La foi en Dieu ouvre à l’homme l’horizon d’une espérance certaine qui ne déçoit pas ; elle indique un fondement solide sur lequel appuyer, sans peur, toute son existence ; elle requiert l’abandon, plein de confiance, entre les mains de l’Amour qui soutient le monde.

« Votre descendance sera célèbre parmi les nations, …elle sera la descendance bénie par le Seigneur » (Is 61, 9) avec une espérance inébranlable et qui fructifie en un amour qui se sacrifie pour les autres et qui ne sacrifie pas les autres ; au contraire – comme nous l’avons entendu dans la deuxième lecture – qui « supporte tout, fait confiance en tout, espère tout, endure tout » (1 Co 13, 7). De cela, les petits bergers sont un exemple et nous stimulent, eux qui ont fait de leur vie une offrande à Dieu et l’ont partagée avec les autres par amour de Dieu.

La Vierge les a aidés à ouvrir leur cœur à l’universalité de l’amour. La Bienheureuse Jacinthe, notamment, se montrait infatigable dans le partage avec les pauvres et dans le sacrifice pour la conversion des pécheurs. Ce n’est qu’avec cet amour de fraternité et de partage, que nous réussirons à bâtir la civilisation de l’Amour et de la Paix.

Celui qui penserait que la mission prophétique de Fatima est achevée se tromperait. Revit ici ce dessein de Dieu qui interpelle l’humanité depuis ses origines : « Où est ton frère Abel ? …La voix du sang de ton frère crie de la terre vers moi ! » (Gn 4, 9). L’homme a pu déclencher un cycle de mort et de terreur, mais il ne réussit pas l’interrompre… Dans l’Écriture Sainte, il apparaît fréquemment que Dieu est à la recherche des justes pour sauver la cité des hommes et il en est de même ici, à Fatima, quand Notre Dame demande : « Voulez-vous vous offrir à Dieu pour prendre sur vous toutes les souffrances qu’il voudra vous envoyer, en réparation des péchés par lesquels il est offensé, et en intercession pour la conversion des pécheurs ? » (Mémoires de Sœur Lucie, I, p.162).

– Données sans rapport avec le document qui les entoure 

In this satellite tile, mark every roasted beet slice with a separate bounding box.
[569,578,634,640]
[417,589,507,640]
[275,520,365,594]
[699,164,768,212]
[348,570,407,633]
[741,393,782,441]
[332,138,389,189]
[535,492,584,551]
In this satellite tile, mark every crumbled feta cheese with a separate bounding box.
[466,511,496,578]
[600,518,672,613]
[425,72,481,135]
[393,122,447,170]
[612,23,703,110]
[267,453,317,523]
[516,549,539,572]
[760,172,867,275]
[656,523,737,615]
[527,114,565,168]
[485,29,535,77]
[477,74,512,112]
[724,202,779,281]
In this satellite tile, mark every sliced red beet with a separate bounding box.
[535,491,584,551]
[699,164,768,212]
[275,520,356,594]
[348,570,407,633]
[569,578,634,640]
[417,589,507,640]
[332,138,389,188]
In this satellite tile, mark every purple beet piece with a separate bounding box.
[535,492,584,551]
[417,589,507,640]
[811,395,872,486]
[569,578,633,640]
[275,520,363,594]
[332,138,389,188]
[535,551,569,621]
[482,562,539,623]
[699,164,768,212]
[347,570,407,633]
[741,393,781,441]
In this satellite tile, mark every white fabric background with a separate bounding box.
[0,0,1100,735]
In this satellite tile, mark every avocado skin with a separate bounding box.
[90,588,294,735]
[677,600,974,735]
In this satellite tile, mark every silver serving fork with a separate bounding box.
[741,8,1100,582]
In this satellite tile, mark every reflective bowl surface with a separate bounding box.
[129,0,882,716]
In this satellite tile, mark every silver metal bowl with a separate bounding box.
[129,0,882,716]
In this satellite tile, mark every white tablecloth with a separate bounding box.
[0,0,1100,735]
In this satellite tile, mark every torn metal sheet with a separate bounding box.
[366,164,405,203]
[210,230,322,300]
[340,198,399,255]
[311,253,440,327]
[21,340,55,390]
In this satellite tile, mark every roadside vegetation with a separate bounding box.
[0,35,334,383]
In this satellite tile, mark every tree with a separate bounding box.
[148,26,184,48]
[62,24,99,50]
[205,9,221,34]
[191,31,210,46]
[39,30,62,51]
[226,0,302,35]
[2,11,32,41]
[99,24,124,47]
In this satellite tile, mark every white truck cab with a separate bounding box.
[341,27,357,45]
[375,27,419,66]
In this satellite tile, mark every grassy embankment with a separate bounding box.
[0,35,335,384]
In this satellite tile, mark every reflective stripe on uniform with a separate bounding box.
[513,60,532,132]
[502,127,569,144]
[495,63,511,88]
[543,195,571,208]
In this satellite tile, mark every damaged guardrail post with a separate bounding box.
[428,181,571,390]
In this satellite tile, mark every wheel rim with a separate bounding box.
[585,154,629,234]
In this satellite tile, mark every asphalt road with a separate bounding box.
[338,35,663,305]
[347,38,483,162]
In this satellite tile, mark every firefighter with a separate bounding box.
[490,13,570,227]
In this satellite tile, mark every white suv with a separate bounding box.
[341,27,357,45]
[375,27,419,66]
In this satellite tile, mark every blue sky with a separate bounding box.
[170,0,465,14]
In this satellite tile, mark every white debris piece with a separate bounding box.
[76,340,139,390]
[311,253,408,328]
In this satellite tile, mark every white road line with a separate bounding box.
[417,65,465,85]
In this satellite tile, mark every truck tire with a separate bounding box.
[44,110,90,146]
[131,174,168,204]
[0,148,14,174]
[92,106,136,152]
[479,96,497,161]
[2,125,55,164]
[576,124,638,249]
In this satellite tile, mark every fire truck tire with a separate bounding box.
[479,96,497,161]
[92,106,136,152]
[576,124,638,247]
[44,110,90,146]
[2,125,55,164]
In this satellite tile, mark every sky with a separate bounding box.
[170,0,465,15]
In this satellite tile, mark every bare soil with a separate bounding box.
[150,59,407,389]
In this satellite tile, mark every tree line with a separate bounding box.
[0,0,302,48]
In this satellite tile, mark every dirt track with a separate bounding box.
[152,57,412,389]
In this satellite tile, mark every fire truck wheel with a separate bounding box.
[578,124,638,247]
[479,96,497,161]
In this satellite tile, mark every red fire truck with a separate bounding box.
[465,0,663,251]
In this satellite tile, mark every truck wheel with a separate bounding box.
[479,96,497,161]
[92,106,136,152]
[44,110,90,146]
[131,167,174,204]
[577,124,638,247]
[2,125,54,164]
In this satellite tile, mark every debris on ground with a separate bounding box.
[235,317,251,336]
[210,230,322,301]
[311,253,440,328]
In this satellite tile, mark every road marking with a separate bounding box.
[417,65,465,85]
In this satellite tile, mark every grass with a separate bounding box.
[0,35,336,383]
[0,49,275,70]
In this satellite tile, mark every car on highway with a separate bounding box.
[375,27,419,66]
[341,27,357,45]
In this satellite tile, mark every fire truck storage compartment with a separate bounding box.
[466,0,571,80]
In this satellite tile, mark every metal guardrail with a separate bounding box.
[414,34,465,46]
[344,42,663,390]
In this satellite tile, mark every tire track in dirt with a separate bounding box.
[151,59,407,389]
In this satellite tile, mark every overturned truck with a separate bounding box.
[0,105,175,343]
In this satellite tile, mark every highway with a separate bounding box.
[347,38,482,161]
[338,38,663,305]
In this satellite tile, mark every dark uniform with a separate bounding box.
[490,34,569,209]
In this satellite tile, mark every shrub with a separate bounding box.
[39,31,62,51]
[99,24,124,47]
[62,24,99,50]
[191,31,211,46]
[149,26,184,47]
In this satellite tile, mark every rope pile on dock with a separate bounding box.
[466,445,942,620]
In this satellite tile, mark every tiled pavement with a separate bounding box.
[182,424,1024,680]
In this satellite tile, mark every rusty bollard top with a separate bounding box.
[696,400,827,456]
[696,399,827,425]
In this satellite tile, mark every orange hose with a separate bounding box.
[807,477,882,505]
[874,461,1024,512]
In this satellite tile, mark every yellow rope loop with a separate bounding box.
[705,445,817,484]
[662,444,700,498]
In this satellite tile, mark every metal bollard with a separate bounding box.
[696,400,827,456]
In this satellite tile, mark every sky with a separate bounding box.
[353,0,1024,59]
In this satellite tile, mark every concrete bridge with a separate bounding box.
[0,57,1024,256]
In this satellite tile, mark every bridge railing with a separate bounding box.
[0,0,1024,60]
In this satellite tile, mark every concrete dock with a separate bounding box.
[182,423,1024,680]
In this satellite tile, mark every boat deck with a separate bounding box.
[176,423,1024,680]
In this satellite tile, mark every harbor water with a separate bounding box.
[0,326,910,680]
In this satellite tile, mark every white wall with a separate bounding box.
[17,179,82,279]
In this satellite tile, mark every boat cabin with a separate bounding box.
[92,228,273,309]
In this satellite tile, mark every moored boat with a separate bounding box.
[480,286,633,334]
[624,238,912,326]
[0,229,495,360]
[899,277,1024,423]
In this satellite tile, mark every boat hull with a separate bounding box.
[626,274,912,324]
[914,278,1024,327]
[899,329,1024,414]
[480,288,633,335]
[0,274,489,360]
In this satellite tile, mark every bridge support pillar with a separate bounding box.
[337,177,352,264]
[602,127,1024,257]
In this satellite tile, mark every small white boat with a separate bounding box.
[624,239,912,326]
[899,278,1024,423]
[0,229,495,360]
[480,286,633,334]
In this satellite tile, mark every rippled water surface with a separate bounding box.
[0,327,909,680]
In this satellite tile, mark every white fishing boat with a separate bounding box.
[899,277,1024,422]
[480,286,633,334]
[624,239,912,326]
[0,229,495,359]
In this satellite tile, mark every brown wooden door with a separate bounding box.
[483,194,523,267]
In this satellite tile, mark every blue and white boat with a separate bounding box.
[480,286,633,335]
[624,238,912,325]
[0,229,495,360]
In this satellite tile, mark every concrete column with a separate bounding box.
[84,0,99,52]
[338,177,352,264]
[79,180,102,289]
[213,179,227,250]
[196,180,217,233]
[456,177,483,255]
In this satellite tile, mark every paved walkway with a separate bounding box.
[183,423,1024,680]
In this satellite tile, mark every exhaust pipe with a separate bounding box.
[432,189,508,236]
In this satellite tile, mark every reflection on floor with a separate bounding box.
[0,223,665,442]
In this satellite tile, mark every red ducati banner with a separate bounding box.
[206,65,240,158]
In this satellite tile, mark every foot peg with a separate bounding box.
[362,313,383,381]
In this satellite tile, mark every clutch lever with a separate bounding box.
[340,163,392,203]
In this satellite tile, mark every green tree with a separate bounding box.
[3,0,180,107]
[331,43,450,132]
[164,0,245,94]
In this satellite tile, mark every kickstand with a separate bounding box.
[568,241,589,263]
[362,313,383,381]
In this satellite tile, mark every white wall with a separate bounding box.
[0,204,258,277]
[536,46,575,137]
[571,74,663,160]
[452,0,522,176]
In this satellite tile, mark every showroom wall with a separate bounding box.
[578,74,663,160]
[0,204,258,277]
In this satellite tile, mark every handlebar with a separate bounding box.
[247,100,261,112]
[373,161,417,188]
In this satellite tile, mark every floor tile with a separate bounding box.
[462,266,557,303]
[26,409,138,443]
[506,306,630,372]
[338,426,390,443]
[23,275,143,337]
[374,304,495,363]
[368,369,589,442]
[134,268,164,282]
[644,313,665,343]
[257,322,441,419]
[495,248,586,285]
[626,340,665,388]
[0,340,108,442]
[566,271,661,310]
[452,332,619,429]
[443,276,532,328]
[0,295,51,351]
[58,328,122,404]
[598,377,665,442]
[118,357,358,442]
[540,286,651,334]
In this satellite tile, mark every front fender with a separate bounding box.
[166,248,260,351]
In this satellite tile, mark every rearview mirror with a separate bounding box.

À la famille humaine prête à sacrifier ses liens les plus saints sur l’autel de l’égoïsme mesquin de la nation, de la race, de l’idéologie, du groupe, de l’individu, notre Mère bénie est venue du Ciel pour mettre dans le cœur de ceux qui se recommandent à Elle, l’amour de Dieu qui brûle dans le sien.

À cette époque, ils n’étaient que trois ; leur exemple de vie s’est diffusé et multiplié en d’innombrables groupes sur la surface de la terre, en particulier au passage des Vierges pèlerines, qui se sont consacrés à la cause de la solidarité fraternelle. Puissent ces sept années qui nous séparent du centenaire des Apparitions hâter le triomphe annoncé du Cœur Immaculée de Marie à la gloire de la Très Sainte Trinité.